On 2020/03/11 1:42, Christoph Hellwig wrote: > On Tue, Mar 10, 2020 at 06:46:42PM +0900, Johannes Thumshirn wrote: >> For null_blk the emulation is way simpler, as null_blk's zoned block >> device emulation support already caches the write pointer position, so we >> only need to report the position back to the upper layers. Additional >> caching is not needed here. >> >> Testing has been conducted by translating RWF_APPEND DIOs into >> REQ_OP_ZONE_APPEND commands in the block device's direct I/O function and >> injecting errors by bypassing the block layer interface and directly >> writing to the disc via the SCSI generic interface. > > We really need a user of this to be useful upstream. Didn't you plan > to look into converting zonefs/iomap to use it? Without that it is > at best a RFC. Even better would be converting zonefs and the f2fs > zoned code so that can get rid of the old per-zone serialization in > the I/O scheduler entirely. I do not think we can get rid of it entirely as it is needed for applications using regular writes on raw zoned block devices. But the zone write locking will be completely bypassed for zone append writes issued by file systems.

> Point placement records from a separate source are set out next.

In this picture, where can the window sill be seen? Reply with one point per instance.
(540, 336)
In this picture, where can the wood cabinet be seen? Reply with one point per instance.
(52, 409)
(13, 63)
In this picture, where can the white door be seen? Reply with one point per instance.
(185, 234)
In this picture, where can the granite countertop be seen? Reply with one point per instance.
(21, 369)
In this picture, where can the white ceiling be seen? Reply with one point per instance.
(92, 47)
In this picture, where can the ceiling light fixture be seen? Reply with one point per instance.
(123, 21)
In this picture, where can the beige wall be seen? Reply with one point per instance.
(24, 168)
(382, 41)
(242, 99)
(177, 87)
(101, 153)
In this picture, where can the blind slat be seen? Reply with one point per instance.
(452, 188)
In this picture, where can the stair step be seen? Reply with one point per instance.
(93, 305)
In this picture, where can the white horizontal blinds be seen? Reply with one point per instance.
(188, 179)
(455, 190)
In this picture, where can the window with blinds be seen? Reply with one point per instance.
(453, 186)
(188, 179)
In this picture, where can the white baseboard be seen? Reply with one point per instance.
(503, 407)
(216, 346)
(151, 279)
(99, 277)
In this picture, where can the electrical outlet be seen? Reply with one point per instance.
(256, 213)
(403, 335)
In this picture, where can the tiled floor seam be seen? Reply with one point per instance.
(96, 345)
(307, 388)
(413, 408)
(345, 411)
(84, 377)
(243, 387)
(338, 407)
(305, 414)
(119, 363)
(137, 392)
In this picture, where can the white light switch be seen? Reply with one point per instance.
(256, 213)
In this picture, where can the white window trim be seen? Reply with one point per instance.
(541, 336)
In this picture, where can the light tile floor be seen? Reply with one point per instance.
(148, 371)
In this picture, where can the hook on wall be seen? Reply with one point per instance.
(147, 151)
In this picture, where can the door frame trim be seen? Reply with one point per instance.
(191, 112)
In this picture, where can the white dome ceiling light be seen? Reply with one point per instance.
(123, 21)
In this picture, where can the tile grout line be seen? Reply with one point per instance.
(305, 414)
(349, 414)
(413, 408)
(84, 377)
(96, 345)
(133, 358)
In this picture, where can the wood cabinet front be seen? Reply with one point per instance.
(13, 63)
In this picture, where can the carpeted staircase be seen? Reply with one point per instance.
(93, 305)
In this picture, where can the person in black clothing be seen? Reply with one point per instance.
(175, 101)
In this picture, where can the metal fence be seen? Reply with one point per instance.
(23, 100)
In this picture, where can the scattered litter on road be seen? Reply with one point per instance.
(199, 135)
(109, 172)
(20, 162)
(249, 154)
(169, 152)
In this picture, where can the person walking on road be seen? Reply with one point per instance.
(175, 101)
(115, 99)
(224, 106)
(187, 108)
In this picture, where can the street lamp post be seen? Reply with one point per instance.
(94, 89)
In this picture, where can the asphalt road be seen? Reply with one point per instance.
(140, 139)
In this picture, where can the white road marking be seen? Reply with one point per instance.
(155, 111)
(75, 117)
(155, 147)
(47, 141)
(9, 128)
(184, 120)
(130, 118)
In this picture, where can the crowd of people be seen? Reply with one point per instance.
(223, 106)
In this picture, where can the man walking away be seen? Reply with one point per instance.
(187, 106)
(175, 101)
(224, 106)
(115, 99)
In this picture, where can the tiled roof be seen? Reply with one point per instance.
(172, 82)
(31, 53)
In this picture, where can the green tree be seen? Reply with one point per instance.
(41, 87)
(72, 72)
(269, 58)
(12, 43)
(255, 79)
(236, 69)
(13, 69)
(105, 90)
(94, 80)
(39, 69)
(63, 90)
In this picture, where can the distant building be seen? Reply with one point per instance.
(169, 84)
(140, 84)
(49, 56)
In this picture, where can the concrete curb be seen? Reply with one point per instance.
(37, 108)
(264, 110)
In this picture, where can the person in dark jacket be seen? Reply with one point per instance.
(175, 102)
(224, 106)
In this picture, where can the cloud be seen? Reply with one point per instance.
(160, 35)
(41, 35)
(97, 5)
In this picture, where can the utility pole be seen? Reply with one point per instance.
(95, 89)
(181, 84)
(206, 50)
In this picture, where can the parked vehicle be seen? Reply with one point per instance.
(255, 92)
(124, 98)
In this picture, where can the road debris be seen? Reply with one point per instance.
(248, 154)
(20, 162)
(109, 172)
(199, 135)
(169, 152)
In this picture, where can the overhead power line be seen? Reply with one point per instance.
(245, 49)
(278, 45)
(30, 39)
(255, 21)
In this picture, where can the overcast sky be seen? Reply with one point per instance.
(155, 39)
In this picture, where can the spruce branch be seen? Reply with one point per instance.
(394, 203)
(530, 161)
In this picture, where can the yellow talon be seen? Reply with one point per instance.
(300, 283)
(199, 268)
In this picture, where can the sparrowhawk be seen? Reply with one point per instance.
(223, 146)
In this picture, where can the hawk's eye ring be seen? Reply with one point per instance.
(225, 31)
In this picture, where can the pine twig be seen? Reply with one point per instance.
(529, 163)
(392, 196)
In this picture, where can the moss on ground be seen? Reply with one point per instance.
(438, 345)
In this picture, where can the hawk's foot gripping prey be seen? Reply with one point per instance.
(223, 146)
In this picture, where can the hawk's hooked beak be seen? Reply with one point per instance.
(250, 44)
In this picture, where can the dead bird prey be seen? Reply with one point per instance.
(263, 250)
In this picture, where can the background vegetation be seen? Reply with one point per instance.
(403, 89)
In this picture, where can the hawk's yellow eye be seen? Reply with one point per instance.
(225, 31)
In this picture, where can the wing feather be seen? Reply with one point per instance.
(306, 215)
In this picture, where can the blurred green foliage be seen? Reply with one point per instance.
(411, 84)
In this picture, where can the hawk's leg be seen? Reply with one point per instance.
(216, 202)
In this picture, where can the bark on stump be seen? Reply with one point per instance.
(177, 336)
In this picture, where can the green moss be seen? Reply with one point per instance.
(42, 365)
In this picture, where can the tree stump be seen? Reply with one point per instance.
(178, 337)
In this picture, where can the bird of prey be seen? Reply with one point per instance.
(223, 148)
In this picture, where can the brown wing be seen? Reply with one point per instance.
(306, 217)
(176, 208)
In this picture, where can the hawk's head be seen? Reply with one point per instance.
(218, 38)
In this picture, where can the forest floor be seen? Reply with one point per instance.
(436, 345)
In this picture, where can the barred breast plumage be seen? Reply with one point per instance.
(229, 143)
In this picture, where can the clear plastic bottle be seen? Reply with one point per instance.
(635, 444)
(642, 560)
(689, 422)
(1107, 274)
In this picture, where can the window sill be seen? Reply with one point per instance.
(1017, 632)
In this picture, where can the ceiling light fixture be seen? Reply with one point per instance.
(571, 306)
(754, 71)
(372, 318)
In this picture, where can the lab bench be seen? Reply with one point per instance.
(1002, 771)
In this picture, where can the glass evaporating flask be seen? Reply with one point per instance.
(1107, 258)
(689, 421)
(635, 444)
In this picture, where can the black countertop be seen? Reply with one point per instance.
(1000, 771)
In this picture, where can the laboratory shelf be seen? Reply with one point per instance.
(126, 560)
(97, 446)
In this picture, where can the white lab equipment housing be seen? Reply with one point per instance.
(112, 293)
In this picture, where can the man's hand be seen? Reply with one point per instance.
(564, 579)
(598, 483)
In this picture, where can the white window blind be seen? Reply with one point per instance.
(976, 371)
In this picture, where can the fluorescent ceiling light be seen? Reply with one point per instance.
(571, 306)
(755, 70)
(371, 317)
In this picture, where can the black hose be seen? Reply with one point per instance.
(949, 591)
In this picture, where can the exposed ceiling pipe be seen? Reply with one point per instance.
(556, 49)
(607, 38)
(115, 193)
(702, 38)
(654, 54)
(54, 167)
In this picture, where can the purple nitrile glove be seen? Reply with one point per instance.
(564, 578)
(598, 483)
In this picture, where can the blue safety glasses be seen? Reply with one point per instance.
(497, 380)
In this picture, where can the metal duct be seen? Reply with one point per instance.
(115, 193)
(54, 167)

On Wed, Mar 11, 2020 at 12:37:33AM +0000, Damien Le Moal wrote: > I do not think we can get rid of it entirely as it is needed for applications > using regular writes on raw zoned block devices. But the zone write locking will > be completely bypassed for zone append writes issued by file systems. But applications that are aware of zones should not be sending multiple write commands to a zone anyway. We certainly can't use zone write locking for nvme if we want to be able to use multiple queues.

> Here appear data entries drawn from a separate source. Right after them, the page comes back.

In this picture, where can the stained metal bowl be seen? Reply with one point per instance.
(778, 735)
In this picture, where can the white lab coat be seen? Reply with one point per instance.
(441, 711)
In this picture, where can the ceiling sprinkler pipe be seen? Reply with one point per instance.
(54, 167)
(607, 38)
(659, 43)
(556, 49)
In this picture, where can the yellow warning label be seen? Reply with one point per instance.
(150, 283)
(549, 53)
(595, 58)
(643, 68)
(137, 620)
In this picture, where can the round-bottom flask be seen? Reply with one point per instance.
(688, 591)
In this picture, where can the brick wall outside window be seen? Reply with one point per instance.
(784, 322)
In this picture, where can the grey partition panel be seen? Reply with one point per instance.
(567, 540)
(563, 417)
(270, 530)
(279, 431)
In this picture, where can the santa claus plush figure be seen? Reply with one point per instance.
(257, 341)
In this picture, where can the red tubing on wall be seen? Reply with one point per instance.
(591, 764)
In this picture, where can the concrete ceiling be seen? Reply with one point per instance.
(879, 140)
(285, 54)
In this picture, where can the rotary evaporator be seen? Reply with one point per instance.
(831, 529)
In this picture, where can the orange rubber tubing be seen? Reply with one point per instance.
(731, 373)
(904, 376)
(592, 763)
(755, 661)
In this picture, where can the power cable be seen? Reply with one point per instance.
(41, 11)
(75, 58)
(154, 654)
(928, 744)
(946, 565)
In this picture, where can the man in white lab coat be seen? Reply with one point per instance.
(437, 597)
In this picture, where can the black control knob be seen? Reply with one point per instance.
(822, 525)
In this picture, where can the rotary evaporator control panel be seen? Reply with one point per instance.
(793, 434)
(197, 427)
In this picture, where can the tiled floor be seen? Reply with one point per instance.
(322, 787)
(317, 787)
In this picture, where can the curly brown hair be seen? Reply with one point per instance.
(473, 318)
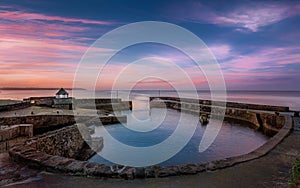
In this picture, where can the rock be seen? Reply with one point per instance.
(168, 171)
(127, 173)
(188, 169)
(150, 172)
(140, 173)
(103, 171)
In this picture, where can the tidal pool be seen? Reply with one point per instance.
(150, 127)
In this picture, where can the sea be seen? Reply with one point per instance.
(277, 98)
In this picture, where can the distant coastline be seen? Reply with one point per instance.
(37, 88)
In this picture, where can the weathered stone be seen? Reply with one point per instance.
(103, 171)
(139, 173)
(168, 171)
(201, 167)
(75, 167)
(188, 169)
(210, 166)
(127, 173)
(150, 172)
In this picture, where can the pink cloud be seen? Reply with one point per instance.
(19, 15)
(251, 16)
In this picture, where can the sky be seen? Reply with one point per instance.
(256, 43)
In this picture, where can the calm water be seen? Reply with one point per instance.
(282, 98)
(232, 140)
(158, 125)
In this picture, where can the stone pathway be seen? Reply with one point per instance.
(271, 170)
(13, 172)
(297, 123)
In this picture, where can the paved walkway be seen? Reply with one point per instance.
(271, 170)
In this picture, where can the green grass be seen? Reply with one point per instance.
(295, 174)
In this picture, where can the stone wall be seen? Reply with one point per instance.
(65, 142)
(44, 123)
(268, 123)
(104, 104)
(228, 104)
(95, 101)
(15, 106)
(9, 135)
(29, 153)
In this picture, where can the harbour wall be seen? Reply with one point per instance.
(44, 123)
(268, 123)
(16, 106)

On 2020/03/11 15:25, Christoph Hellwig wrote: > On Wed, Mar 11, 2020 at 12:37:33AM +0000, Damien Le Moal wrote: >> I do not think we can get rid of it entirely as it is needed for applications >> using regular writes on raw zoned block devices. But the zone write locking will >> be completely bypassed for zone append writes issued by file systems. > > But applications that are aware of zones should not be sending multiple > write commands to a zone anyway. We certainly can't use zone write > locking for nvme if we want to be able to use multiple queues. > True, and that is the main use case I am seeing in the field. However, even for this to work properly, we will also need to have a special bio_add_page() function for regular writes to zones, similarly to zone append, to ensure that a large BIO does not become multiple requests, won't we ? Otherwise, a write bio submit will generate multiple requests that may get reordered on dispatch and on requeue (on SAS or on SATA). Furthermore, we already have aio supported. Customers in the field use that with fio libaio engine to test drives and for applications development. So I am afraid that removing the zone write locking now would break user space, no ? For nvme, we want to allow the "none" elevator as the default rather than mq-deadline which is now the default for all zoned block devices. This is a very simple change to the default elevator selection we can add based on the nonrot queue flag.
On 10/03/2020 17:42, Christoph Hellwig wrote: [...] > We really need a user of this to be useful upstream. Didn't you plan > to look into converting zonefs/iomap to use it? Without that it is > at best a RFC. Even better would be converting zonefs and the f2fs > zoned code so that can get rid of the old per-zone serialization in > the I/O scheduler entirely. Yes I'm right now working on iomap/zonefs support for zone append.